Si vous représentez un pays où l’industrie pharmaceutique est forte, vous pouvez manquer de crédibilité en étant perçu comme « trop lié [au sujet] ». Mais vous pouvez aussi gagner en crédibilité si vous savez vraiment de quoi vous parlez. J’en suis tout à fait consciente, il serait complètement absurde de dire que je ne le suis pas.

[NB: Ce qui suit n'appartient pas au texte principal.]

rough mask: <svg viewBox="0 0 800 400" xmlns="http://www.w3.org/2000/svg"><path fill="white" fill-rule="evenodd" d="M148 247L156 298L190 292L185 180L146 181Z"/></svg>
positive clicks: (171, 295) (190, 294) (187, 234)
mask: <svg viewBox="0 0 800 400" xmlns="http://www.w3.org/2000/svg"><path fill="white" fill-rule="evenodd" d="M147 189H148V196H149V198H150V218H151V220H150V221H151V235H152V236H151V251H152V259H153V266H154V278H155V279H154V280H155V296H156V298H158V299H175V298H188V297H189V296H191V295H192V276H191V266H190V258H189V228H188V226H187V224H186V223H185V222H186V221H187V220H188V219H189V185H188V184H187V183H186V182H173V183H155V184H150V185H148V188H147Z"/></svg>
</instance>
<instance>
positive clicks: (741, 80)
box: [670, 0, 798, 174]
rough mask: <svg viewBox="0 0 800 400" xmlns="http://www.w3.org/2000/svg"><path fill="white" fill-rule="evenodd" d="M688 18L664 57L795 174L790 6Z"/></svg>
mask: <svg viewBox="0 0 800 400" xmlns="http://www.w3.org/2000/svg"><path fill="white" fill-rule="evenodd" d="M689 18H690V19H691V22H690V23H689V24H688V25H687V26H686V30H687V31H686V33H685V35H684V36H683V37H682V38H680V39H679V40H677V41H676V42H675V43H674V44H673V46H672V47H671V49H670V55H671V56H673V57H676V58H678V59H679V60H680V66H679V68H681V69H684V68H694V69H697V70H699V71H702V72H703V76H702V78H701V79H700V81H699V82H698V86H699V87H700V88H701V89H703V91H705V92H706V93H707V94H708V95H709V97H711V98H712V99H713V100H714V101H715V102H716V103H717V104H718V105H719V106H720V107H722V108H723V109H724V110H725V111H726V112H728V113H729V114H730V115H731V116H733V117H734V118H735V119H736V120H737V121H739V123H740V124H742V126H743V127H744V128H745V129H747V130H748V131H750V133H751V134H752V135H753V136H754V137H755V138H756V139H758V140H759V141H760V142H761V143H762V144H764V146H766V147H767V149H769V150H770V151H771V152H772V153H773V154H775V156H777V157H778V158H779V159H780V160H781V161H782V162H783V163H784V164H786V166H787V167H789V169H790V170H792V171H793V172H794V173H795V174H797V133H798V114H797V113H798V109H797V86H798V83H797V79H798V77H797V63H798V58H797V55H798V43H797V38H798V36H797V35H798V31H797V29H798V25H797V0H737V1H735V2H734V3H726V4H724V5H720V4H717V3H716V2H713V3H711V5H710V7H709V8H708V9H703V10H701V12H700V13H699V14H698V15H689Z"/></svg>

Bien sûr, nous avons besoin d’une industrie pharmaceutique forte au niveau européen. Mais cette industrie doit reconnaître – et je pense qu’elle le fait – que nous avons également besoin d’elle pour bénéficier aux sociétés européennes et s’assurer de l’accès aux médicaments.

Renew Europe a perdu plus d’un quart de ses sièges lors des dernières élections. Comment gérez-vous cette perte d’influence ?

Stine Bosse : Regardez ce que je fais sur le plan politique. Cela ne peut pas être fait par un seul groupe politique au Parlement.

J’ai été l’une des personnes à l’origine de l’intergroupe sur le cancer et les maladies rares. Avec Pascal Canfin, j’ai également initié l’intergroupe sur les investissements et le financement. Pas plus tard que la semaine dernière, nous avons lancé l’intergroupe sur les biotechnologies.

Tout ce que je fais dans ce domaine va dans le même sens, et c’est voulu. Nous ne pouvons pas compter uniquement sur les groupes politiques auxquels nous appartenons.

Cela dit, il est très intéressant de constater que, dès que l’on parle de ces questions, l’extrême droite, le Parti populaire européen, Renew, presque toujours les Verts, et les Socialistes et Démocrates européens, se rassemblent. C’est parce que c’est logique.